Besonders herausfordernd und risikoreich haben wir die Dreharbeiten kurz vor und während der Räumung erlebt: Wir waren ca. eine Woche Tag und Nacht in Lützerath ohne Strom und Heizmöglichkeit, ausgerüstet mit Essensvorräten, Wasser, starken Akkus für die Filmtechnik, Funkgeräten, Klettergurten etc. Der Weiler war umzäunt von einem hohen Sicherheitszaun, der den freien Zugang unmöglich machte und im Verlauf waren wir eingekesselt von der Polizei. Es hatte was von einer Belagerungssituation.

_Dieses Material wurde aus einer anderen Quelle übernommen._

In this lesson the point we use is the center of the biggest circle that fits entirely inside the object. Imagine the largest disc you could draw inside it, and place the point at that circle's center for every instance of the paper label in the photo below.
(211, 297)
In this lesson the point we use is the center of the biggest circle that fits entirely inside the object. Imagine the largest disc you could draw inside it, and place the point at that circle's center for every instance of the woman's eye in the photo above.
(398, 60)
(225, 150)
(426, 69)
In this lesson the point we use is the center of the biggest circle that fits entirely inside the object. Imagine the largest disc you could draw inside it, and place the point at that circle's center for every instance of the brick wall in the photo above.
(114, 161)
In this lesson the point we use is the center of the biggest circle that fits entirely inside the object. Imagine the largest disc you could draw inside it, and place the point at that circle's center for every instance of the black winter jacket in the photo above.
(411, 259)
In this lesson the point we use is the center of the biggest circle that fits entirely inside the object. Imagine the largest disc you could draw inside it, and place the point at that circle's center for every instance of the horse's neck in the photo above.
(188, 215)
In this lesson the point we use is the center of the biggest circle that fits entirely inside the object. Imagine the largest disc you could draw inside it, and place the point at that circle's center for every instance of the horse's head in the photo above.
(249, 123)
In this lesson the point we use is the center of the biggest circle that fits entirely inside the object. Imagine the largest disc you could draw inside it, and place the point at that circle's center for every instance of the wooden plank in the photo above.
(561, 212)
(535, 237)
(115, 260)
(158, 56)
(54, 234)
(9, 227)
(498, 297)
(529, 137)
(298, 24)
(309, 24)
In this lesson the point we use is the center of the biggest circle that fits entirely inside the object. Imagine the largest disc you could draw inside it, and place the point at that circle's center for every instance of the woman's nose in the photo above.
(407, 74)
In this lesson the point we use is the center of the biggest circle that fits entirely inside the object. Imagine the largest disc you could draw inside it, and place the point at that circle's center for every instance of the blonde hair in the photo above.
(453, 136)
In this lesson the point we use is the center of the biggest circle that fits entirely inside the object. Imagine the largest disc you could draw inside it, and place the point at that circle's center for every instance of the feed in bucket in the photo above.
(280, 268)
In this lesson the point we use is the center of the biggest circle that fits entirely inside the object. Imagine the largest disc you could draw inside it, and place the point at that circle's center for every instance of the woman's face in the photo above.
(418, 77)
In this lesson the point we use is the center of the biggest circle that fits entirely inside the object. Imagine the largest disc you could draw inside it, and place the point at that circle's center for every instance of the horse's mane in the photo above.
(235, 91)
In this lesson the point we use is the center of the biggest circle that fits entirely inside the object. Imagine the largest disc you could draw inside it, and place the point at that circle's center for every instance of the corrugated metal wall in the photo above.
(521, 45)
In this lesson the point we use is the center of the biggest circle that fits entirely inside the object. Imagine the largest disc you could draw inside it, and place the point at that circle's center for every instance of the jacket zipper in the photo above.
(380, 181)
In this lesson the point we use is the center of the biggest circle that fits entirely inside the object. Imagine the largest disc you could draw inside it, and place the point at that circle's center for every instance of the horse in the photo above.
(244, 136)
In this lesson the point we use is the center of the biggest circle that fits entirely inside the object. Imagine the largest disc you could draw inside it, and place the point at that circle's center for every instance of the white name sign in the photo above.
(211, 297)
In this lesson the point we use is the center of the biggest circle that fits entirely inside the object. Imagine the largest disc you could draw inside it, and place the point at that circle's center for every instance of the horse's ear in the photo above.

Zweimal wurde ich von Personen einer von RWE angeheuerten Sicherheitsfirma körperlich angegriffen. Am vorletzten Räumungstag war ich mit der Kamera dabei, als sich Aktive in einem Baumhaus verbarrikadiert hatten. Alle Zugänge waren zugenagelt. Kletterpolizisten mussten die Tür mit einer Axt einschlagen. Ich kam hinterher in eine polizeiliche Strafmaßnahme ohne Begründung, ein Schmerzgriff wurde angewendet - ohne Begründung. Mit-Filmemacher Gerardo Milsztein, der den größten Teil der Bilder machte, hatte den Mut, direkt zwischen die Fronten zu gehen. Er wurde umgerannt, in den Schlamm gestoßen, drohte unter die Hufe der berittenen Polizei zu geraten. Es gab wirklich gefährliche Situationen.